Predicting trends of timeseries data with ARIMA

205 Views Asked by At

I'm looking for an algorithm that can help identify abnormal trends in time-series metrics. The best I've been able to find so far is ARIMA (a completely new concept for me).

We offer several services which we monitor active usage against, for any given time of day (typically updated once a minute). Here's a example of one of our services: Service-A

What I'm interested in is gradual degradation that doesn't get noticed until ... well, it gets noticed. For example, if we zoom in to 12/6 we see: enter image description here

So what I'm specifically interested in here is the trend downward @17:30~. Likewise another good example would be: enter image description here

Here we can see the abnormalities on 12/1 and 12/4 during peak.

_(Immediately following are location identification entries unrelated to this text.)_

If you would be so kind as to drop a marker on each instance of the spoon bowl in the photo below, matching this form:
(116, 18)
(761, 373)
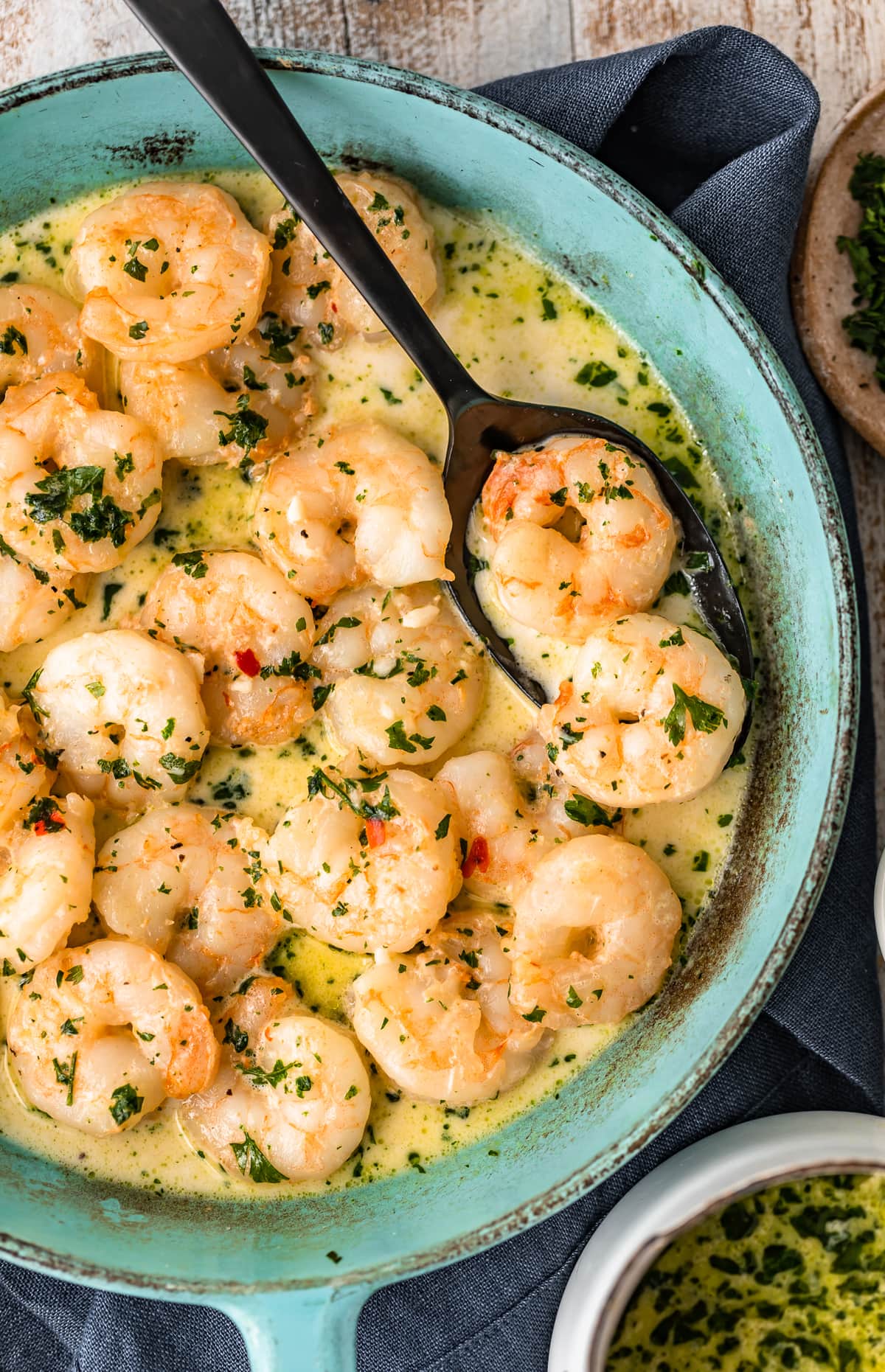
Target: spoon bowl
(209, 49)
(487, 424)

Are there any formal methods of detecting this sort of trend (or rather, abnormality to a historical trend)? Specifically interested in the trend here, not the raw numbers. These services have a historical decreasing usage as time goes on - eventually, these numbers will drop from say 60k peaks to 15k peaks.

Is ARIMA the best bet here? e.g., predicting the future curve based on yesterday's curve, setting some threshold, and alerting if that threshold is breached? Or is there a more straightforward way to go about this? Am I fundamentally misunderstanding ARIMA?

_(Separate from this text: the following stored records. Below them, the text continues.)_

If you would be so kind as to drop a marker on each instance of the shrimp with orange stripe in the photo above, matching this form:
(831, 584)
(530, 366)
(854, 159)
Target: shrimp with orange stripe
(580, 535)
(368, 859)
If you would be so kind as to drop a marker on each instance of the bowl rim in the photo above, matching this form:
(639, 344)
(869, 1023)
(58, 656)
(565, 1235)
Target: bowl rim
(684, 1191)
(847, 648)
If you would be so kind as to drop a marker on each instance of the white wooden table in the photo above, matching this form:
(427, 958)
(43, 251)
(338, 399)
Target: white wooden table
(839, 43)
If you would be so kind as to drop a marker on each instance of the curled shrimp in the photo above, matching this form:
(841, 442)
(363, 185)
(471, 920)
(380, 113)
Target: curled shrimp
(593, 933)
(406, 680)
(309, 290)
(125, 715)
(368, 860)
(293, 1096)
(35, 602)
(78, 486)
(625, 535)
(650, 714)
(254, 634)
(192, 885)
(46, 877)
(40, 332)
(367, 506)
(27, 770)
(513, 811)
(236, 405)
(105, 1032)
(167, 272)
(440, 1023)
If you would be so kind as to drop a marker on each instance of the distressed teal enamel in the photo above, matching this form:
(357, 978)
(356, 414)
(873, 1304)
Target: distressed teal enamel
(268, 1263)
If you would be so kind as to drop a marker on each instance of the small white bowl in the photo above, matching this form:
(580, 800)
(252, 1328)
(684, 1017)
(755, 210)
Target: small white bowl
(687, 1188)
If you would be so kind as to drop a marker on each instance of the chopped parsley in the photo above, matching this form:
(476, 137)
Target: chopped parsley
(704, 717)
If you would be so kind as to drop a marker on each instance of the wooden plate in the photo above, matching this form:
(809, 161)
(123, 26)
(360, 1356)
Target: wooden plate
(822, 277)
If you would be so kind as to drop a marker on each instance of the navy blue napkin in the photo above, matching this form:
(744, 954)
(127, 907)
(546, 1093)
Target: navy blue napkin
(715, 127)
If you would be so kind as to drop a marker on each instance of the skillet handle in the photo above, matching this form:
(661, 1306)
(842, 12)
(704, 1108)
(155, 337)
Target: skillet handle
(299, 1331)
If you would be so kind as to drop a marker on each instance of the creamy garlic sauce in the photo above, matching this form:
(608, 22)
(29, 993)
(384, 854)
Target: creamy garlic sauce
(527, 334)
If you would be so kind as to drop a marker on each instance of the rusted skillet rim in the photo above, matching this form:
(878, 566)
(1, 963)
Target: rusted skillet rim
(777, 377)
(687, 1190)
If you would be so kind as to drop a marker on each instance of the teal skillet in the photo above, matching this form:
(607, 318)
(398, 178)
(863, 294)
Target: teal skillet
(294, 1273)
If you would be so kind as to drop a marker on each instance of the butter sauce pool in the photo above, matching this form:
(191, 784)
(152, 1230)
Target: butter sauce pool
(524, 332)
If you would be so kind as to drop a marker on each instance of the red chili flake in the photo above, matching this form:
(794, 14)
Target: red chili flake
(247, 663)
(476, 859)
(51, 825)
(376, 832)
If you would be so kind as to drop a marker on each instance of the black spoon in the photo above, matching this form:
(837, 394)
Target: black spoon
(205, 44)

note: wasn't sure which tags to even put - feel free to edit

1

There are 1 best solutions below

0
On BEST ANSWER

ARIMA isn't an algorithm to find trends, its a model for time series. ARMA means that you have an auto-regressive part (i.e. the current value depends on a linear combination of past values) and a moving average part (i.e. the current value depends on a linear combination of the inputs/driving noise of the model). ARIMA adds a difference step to account for non-stationarity. You'd need to do some appropriate modelling and test how well your model works for this. A standard ARIMA model isn't a great idea, because your data seems periodic, so you may want to start with a Seasonal ARIMA model to do modelling. But modelling is hard; You have to be careful too to make sure that your model makes sense. And modelling is sensitive to anomalies, and a bad model can put you a long way off. In the rest of the answer, I point to two approaches: change detection and anomaly detection. I'd probably start with those approaches rather than fiddling with fitting an AR(I)MA model then doing some sort of analysis for matching the AR(I)MA model to what you observe.


A related problem to what you're looking for is change detection: At some unknown time $\tau$, the thing you observe changes from some nominal behavior to some alternative behavior. There are plenty of literature on this, such as the book by Basseville and Nikiforov. The standard algorithms for this problem are Exponentially Weighted Moving Averages, Page's CUSUM and the Shewhart chart. (I'd start with EWMA if going with this approach). These are often done online, i.e. as the data comes, you look for the change in statistics.

That being said, you should try simple algorithms first, because they may be completely adequate for what you want to do. If you take the difference of adjacent time samples, you'll have positive values when the curve is climbing and negative values when the curve is declining. If after a bunch of positive values, you get a bunch of negative values which are relatively small (since the curve decays relatively steeply in normal behavior, you expect to have small decays for falling off the peak in degredation), you'll think that degradation has occurred.

So the simplest algorithm would be: Input: x(t) (the data you have)

Let $y(t) = x(t)-x(t-1)$

If the number of values in $y(t),\ldots,y(t-W)$ which are between $-T$ and $0$ where $W$ is a window length and $T$ is a threshold exceeds some value, then say a gradual degredation is occuring.

You may want to only use this algorithm if $x(t)$ is above some value $M$ (which may depend on time, such as some fraction of the previous day's peak).

Then, based on your old data, you can tune $T$, $W$, $M$ and see how it performs.


Another related problem is anomaly detection in time series. There are several good answers in this Cross-Validated thread. In particular, Twitter has a nice blog article on their approach to detecting anomalous behavior, which is very close to your problem (and they have an R package to do it). It is based on the ESD test, and it accounts for seasonality and other things, but twitter's package seems to be more offline.